A researcher wishes to estimate the proportion of adults who have high-spped internet access. What size sample should be obtained if she wishes the estimate to be within .02 with 90% if

A) She uses a previous estimate of 0.48?
B) She does not use any prior estimates?

Please help!!!!!!!!!!

THANK YOU

A researcher wishes to estimate the proportion of adults who have high-spped internet access. What size sample should be obtained if she wishes the estimate to be within 1% of true proportion

How do you know what the z-value is? I've never used a z-table.

To determine the sample size needed to estimate the proportion of adults with high-speed internet access, we can use a formula called the sample size formula for estimating a proportion. This formula takes into account the desired level of precision, the desired level of confidence, and any prior estimates of the proportion.

A) Using a Previous Estimate:

1. Start by identifying the known values from the problem:
- Desired level of precision: 0.02
- Desired level of confidence: 90% (which corresponds to a z-value of 1.645)
- Previous estimate: 0.48

2. Calculate the estimated standard deviation (sd) using the previous estimate:
sd = sqrt[(p_hat * q_hat) / n]
where p_hat is the previous estimate, q_hat is 1 - p_hat, and n is the sample size.

3. To be conservative, we can use the worst-case scenario by assuming the previous estimate yields the largest standard deviation, which occurs when p_hat = 0.5:
sd = sqrt[(0.5 * 0.5) / n] = sqrt(0.25 / n) = 0.5/sqrt(n)

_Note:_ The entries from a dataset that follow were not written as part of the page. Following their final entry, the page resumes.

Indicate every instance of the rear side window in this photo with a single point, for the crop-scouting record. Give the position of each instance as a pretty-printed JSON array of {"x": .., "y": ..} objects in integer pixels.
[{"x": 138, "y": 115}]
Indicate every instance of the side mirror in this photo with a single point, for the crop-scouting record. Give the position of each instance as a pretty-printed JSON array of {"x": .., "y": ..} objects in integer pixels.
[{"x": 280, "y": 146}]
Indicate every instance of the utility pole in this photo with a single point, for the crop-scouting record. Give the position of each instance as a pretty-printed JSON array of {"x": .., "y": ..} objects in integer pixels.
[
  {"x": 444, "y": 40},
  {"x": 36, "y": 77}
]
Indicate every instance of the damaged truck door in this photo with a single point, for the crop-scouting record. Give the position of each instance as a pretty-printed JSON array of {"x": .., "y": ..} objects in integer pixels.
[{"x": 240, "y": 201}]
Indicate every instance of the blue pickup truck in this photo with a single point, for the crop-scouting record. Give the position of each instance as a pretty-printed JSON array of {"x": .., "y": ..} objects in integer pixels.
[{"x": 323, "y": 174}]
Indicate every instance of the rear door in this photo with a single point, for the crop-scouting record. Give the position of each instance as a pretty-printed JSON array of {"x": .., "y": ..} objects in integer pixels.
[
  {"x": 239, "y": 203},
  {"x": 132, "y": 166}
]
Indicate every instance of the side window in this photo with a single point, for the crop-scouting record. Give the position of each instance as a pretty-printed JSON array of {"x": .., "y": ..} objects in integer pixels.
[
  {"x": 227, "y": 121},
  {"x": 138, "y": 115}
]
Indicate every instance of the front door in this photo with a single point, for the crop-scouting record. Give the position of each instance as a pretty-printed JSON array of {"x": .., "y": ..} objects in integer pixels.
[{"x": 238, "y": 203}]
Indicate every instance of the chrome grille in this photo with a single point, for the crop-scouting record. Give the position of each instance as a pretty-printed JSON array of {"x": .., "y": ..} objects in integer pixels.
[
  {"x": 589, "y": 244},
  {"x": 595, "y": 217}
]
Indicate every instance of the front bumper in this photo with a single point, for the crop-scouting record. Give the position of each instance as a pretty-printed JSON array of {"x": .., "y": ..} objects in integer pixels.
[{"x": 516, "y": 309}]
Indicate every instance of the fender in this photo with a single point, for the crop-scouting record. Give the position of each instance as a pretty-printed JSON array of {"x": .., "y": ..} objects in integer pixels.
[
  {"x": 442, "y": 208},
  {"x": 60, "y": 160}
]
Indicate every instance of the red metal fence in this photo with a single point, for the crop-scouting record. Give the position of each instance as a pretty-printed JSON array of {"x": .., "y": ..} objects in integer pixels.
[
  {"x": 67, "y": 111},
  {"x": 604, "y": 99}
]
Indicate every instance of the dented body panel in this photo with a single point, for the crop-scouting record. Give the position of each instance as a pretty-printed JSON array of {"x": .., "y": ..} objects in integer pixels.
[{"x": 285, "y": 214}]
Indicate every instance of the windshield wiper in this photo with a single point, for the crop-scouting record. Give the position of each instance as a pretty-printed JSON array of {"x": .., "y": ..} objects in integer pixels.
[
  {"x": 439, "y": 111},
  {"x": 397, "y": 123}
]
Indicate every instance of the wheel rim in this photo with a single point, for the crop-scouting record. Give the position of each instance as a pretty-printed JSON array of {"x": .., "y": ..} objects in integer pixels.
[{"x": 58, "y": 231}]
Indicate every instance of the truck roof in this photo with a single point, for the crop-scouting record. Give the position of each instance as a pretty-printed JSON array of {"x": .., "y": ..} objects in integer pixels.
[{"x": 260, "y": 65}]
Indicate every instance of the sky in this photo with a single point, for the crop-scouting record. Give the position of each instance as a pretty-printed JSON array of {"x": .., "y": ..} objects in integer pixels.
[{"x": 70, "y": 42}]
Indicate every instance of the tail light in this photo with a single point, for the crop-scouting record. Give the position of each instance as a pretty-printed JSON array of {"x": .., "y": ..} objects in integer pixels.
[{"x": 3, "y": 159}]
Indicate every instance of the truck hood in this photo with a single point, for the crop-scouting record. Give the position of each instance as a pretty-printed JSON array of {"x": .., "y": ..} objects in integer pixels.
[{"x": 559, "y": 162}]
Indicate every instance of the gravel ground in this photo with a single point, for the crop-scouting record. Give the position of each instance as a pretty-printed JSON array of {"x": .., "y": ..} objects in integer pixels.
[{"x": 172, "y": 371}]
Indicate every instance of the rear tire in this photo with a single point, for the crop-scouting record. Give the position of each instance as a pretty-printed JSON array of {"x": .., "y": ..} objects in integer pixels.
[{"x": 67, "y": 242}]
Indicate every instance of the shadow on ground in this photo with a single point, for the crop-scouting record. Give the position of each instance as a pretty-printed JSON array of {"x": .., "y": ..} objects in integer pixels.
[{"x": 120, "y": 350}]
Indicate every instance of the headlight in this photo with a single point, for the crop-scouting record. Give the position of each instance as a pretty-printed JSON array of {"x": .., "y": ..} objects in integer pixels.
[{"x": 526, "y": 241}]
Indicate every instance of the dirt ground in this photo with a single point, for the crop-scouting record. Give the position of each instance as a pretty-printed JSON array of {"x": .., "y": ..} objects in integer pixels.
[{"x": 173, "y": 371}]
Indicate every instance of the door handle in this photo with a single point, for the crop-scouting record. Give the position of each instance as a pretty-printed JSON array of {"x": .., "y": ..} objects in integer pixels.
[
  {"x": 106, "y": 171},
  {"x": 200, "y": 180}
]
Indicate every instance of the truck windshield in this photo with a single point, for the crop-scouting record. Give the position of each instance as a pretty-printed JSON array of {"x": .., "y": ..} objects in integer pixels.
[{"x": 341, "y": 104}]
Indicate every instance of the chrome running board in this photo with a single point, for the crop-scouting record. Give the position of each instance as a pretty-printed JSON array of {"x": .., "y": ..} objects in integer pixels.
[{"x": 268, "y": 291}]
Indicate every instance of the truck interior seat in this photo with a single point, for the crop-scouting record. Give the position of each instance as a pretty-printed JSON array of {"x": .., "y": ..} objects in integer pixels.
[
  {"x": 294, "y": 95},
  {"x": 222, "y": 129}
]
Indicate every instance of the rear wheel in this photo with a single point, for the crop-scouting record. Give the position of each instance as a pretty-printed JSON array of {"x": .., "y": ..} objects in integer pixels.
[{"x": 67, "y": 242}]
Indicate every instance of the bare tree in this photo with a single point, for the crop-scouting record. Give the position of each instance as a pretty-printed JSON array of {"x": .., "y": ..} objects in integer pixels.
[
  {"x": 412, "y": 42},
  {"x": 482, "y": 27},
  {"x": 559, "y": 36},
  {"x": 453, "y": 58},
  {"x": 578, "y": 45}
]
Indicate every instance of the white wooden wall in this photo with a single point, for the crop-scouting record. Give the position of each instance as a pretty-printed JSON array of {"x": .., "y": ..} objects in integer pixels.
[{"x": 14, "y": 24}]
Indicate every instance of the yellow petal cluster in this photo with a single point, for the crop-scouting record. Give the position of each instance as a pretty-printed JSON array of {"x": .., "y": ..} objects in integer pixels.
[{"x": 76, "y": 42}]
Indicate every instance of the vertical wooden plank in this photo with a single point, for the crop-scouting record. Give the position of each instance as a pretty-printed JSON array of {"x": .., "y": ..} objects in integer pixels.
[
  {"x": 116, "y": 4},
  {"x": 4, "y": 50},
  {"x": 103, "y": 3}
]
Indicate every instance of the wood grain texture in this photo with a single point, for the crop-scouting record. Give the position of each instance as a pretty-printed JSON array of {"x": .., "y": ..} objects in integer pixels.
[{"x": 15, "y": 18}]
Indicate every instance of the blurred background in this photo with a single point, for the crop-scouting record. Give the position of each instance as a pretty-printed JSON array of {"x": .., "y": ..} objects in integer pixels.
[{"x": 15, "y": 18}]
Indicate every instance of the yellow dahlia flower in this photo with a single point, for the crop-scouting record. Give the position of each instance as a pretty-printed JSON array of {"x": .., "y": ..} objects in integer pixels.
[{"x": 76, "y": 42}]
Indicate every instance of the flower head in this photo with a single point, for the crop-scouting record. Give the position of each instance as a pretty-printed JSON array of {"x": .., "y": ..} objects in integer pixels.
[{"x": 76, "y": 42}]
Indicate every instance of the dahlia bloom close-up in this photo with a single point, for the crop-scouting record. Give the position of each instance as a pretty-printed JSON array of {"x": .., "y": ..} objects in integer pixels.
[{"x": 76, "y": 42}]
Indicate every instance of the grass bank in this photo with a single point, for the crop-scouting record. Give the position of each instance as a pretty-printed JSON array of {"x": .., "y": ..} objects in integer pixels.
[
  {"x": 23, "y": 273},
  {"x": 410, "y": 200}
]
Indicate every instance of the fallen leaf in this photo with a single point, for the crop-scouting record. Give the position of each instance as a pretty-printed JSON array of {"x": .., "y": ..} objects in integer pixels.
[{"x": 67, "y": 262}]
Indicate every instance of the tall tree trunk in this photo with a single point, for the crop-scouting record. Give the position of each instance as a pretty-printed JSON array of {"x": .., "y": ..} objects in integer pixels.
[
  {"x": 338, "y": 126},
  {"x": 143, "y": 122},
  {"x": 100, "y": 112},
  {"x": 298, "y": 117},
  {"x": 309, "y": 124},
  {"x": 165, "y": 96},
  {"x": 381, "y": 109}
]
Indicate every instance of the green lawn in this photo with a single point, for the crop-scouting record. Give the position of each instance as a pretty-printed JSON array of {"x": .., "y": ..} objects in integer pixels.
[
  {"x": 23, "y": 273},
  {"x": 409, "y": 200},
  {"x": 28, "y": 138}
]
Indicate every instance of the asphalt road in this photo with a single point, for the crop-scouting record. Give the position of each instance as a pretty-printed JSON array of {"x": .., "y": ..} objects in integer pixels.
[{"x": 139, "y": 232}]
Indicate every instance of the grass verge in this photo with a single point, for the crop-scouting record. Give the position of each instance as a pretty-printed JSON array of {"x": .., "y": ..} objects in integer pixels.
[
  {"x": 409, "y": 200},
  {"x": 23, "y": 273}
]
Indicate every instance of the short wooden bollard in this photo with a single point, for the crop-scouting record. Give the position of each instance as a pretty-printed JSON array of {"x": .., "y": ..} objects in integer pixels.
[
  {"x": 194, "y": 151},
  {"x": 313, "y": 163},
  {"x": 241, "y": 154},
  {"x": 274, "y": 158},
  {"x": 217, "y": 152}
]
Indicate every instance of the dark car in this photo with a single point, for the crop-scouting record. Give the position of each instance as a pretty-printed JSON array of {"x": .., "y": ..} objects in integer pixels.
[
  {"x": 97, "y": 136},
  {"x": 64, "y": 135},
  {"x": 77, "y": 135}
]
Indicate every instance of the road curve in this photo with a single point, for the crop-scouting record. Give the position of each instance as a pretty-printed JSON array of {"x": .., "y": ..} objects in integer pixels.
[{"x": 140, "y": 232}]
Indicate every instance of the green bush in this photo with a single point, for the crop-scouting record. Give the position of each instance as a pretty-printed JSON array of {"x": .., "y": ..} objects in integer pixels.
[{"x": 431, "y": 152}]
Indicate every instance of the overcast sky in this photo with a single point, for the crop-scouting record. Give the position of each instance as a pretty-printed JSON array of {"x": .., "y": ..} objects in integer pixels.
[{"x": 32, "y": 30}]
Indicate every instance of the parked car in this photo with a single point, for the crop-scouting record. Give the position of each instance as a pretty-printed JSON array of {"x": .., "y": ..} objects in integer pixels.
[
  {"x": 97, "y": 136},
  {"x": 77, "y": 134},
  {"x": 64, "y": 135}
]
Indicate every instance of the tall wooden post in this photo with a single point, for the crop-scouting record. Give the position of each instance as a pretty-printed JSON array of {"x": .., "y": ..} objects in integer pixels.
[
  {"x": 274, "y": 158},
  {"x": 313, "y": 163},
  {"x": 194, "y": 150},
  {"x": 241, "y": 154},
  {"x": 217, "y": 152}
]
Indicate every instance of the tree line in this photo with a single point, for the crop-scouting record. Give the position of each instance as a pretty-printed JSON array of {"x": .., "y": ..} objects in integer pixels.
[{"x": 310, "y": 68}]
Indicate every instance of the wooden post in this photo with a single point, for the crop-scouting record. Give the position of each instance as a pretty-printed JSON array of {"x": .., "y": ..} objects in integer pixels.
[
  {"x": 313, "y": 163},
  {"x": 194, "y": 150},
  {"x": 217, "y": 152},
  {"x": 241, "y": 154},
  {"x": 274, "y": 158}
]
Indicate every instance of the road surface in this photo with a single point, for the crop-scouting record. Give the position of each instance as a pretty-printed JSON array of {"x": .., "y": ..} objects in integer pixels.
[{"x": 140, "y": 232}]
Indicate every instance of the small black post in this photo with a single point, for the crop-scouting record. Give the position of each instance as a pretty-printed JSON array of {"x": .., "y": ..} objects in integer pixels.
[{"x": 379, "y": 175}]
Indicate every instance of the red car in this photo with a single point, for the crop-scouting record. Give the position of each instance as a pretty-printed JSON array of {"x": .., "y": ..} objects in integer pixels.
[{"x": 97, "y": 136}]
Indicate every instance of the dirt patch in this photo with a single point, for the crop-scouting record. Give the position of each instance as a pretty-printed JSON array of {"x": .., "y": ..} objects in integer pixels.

4. Determine the sample size using the formula for estimating a proportion:
n = (z^2 * p_hat * q_hat) / E^2
where z is the z-value corresponding to the desired level of confidence, p_hat is the previous estimate, q_hat is 1 - p_hat, and E is the desired level of precision.

Substituting known values:
n = [(1.645)^2 * 0.48 * 0.52] / (0.02)^2
n = [2.706 * 0.2496] / 0.0004
n ≈ 1770

Therefore, a sample size of at least 1770 should be obtained if the researcher wishes the estimate to be within 0.02 with 90% confidence, using the previous estimate of 0.48.

B) Without Using any Prior Estimates:

If the researcher does not use any prior estimates, we can assume the most conservative scenario where p_hat = q_hat = 0.5. This yields the largest possible sample size. Using the same formula as above, n = (z^2 * p_hat * q_hat) / E^2:

n = [(1.645)^2 * 0.5 * 0.5] / (0.02)^2
n = [2.706 * 0.25] / 0.0004
n = 1691

Therefore, a sample size of at least 1691 should be obtained if the researcher does not use any prior estimates and wishes the estimate to be within 0.02 with 90% confidence.

It's worth noting that these calculations assume a simple random sampling method and may need adjustment if more complex sampling techniques are used.

Formula to find sample size:

n = [(z-value)^2 * p * q]/E^2
... where n = sample size, z-value is found using a z-table for 90% confidence (which is 1.645), p = .48 (when no value is stated in the problem p = .50), q = 1 - p, ^2 means squared, * means to multiply, and E = .02.

Plug values into the formula and calculate n.

I hope this will help get you started.